I’ve just done some maths in my head – which is impressive as I only scraped a C in my maths GCSE – and I’ve discovered something frightening. Something as frightening as finding a drooling orc under my bed who is panting and wants to eat me. If, by some miracle, you are unfamiliar with Dad’s favourite book, ‘Lord of the Rings’, orcs are sentient beings bred for evil. So, I’ve discovered something terrifying, and if you bear in mind I have terminal cancer, you’ll realise I have a good grasp of frightening situations.

A year ago, Dr Harper told me that, ‘in a best- case scenario’ I might have ‘twelve months to live’. Then he did a wincey face that seemed to say, ‘Don’t go booking any holidays for next summer!’ Today, my twelve months are up so it looks like my plan to
write you a letter for every birthday of your life was unrealistic. I was going to do 120, in case you eat loads of raw veg and live to be ancient. So far, I’ve written twelve.

In the words of Dad when I told him I was pregnant with you: crapola.

Admittedly, when I decided to write 120 letters, I was taking a lot of drugs (prescribed) and I also decided to release an album and run the New York marathon.

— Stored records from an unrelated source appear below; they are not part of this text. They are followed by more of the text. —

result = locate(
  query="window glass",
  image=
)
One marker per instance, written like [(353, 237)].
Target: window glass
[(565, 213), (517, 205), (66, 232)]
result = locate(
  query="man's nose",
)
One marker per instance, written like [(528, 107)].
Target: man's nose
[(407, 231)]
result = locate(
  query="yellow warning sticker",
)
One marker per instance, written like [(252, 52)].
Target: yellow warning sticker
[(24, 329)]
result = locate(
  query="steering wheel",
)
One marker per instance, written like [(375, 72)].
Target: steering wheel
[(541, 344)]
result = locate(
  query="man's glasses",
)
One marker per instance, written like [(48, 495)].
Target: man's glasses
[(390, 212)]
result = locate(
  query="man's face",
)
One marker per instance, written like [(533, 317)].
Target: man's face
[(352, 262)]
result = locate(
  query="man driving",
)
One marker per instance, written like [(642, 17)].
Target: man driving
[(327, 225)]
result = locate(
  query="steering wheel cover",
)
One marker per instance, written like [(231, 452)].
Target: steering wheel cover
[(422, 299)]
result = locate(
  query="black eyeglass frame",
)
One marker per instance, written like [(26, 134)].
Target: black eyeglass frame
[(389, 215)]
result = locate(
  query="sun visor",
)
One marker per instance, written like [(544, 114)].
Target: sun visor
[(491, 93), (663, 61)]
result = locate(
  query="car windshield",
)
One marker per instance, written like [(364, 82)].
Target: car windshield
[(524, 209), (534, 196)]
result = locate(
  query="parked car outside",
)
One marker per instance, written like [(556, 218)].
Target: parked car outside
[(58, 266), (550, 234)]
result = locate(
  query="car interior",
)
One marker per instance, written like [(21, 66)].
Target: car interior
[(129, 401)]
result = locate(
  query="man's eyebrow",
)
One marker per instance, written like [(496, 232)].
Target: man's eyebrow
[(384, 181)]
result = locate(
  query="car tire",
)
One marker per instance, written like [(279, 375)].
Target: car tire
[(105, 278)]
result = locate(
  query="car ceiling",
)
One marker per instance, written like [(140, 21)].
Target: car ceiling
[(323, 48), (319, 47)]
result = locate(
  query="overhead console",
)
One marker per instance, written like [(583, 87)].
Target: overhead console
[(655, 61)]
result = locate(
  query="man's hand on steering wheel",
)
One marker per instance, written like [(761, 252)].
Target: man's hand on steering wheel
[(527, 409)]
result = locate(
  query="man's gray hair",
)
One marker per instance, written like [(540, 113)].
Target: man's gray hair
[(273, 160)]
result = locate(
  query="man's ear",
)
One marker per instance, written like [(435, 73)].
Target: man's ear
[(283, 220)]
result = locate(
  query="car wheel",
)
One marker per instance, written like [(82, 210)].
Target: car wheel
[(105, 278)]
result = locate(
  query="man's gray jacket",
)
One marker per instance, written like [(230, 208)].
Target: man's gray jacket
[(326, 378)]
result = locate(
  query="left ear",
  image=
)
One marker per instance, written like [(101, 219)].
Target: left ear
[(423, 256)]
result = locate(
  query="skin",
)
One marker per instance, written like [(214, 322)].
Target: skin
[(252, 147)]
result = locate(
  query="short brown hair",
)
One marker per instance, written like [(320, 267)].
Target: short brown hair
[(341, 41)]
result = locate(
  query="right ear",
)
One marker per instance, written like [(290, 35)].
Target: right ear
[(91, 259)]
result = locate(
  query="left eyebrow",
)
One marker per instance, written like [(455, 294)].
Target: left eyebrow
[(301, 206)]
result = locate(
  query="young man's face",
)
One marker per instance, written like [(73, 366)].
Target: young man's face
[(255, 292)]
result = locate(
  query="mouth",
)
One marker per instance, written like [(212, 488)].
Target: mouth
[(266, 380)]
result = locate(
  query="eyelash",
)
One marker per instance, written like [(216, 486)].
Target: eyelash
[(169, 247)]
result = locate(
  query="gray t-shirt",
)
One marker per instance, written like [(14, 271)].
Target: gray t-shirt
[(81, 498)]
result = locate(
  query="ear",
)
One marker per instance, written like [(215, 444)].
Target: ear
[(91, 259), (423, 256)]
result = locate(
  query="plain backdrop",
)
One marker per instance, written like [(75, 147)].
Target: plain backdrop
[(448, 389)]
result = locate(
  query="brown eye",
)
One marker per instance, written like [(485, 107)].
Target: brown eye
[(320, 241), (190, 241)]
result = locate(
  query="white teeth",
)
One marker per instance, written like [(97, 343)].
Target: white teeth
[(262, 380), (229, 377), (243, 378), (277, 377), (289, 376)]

I haven’t sung with The Swanettes for months and the last time I ran – from the kitchen to the living room when you bit Dingo’s tail – I ended up on a drip. Every day I sleep for a few more hours and this morning I couldn’t eat my toast.

Betty, I
love
toast.

I am just so tired. I don’t know how long I can keep going, even for you, my beautiful wild baby.

So, I have a plan. I’m going to hide some letters up in the attic in my Remington Super Smooth Ladies’ Razor box. If you want to read them, you know where to look. If you don’t want to read them, that’s OK. I wasn’t interested in anything my mum had to say when I was 15 (or 18, or 23, or 26). Either way, there’s a good razor up there.

These letters are going to be different to the birthday ones. To be honest, I was running out of things to write and sometimes it was difficult thinking of jolly things to say when my mood was really rather sombre. Imagine it: ‘Hey Plumface, You are three! Just had chemo and I’ve got rampant diarrhoea and my mouth is stuffed full of painful ulcers!’

The letters in the attic are between you and me. I’m not even going to tell Dad they’re there, but I’ve made him promise to leave some boxes of stuff up there for you. They will be stories. Stories about me when I was your age. Stories about me doing all
the things you are probably going to do. Stories even Dad hasn’t heard … including the one about my first ever kiss, History Boy, and my scalp spot. There. That’s called ‘a teaser’. You see, even though your dad is quite simply the best, he doesn’t know what it’s like to be fifteen and a girl.

For me, the most frightening thing in the world isn’t a drooling orc under the bed, or even dying. It’s knowing that I am leaving you, my baby, which is really the worst thing any mum can do.

If you would like to read my stories, Betty, they are my fifteenth birthday present to you.